Time Inc.: Lessons in Digital Transformation


Time Inc.: Lessons in Digital Transformation

September 8, 2014

A recent article in New York takes an in-depth look at Time Inc.’s response to the changing landscape of magazine publishing, along with a healthy dose of the classic drama that seems to grace the halls of any industry giant’s executive floor. Whether you find insight into the drama helpful or merely compelling, the story also offers a look at how the nation’s biggest magazine publisher is coping with the inevitable changes to the industry and what strategies they are pursuing to maintain leadership. With nearly 90 titles in their quiver—that include Time, Sports Illustrated, Fortune, InStyle and Real Simple—Time Inc. is worth watching, because how they weather the transformation from print to digital provides us with acute, timely insight to what publishers should or should not do to stay on top. 

None of Time Inc.’s publications are currently losing money, but the company’s revenues have fallen by nearly 65%, since 2006. Needless to say, lay-offs and leadership changes clearly reflect this decline, but the current CEO Joe Ripp, and his chosen Chief Content Officer, Norman Pearlstine, are making haste to turn it around.
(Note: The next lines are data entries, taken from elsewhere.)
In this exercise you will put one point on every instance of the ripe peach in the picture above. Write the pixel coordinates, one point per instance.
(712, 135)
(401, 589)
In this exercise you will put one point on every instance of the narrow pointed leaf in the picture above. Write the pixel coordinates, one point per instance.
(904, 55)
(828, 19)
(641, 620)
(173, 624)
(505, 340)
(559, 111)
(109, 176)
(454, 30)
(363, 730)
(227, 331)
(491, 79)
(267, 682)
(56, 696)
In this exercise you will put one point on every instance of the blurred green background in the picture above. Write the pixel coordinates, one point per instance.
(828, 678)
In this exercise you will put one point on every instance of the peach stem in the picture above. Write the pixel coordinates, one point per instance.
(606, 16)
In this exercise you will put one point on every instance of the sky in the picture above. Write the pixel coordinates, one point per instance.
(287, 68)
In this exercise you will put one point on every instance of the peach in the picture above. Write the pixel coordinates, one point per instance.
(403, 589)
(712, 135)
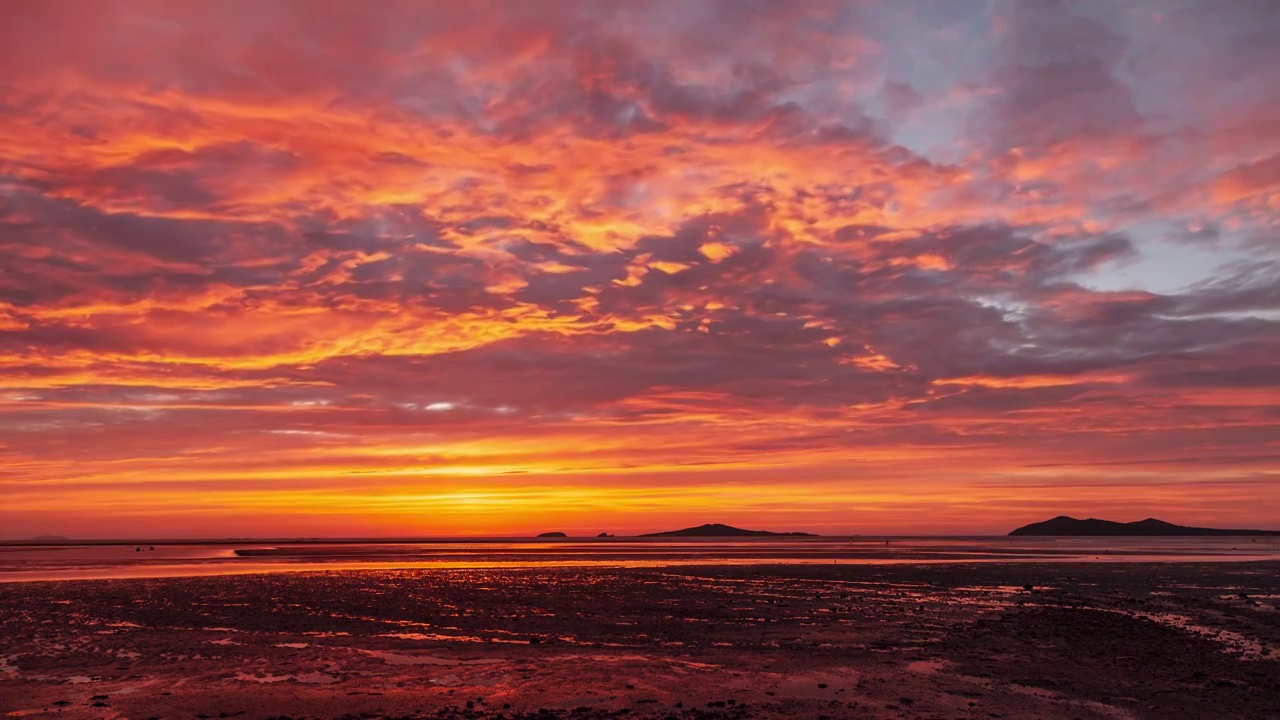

Their first step is the first tactic to watch.

  1. Think Digital, First.  Sound familiar? For Time Inc., this means stop thinking of yourself as a magazine company and make digital your habit. Ripp began by removing the position of Editor-in-Chief and replacing it with a Chief Content Officer. It also meant empowering editors more by making them directly responsible for a specific brand within the company. If you’re thinking, “Well, that means the content creation and business sides are blending,” you’re right. We’ve already seen this in the New York Times Innovation Report. It doesn’t mean however, from Ripp or Pearlstine’s perspective, that you must compromise editorial independence or integrity.
  2. Diversify Your Revenue. Hmmmm. This should sound familiar too. Time Inc. has indicated that they will pursue Video, eCommerce, Conferences and Events, in order to bring in other sources of revenue. What new revenue source will you pursue this year?
  3. Embrace New Forms of Content. Ripp and Pearlstine have touted Forbes’ User-Generated Content model along with Native Advertising. They are looking to mirror that kind of success, and you should too.
  4. Invest in Social Media. For Time Inc., this isn’t just about using social media as part of their content strategy, it’s about taking the lead with their own platform—whether they buy LinkedIn or develop their own site, they recognize the value of investing in it. The lesson for you is: big media sees it’s potential. It behooves us to keep up.
  5. Don’t Over or Under-Emphasize Traffic. Huh? Sounds contradictory, we know. But, it isn’t. You know that increasing traffic is important for increasing revenue. You also know it can be used as a target metric for success—to a point. It isn’t the end all, be all because focusing on numbers over the quality of the engagement is essentially a misdirection of your efforts. Really, what you should be looking at is, “How much can any traffic increase be monetized?” As Pearlstine puts it, “Are you creating traffic for advertisers that you can monetize? That’s a legitimate question.”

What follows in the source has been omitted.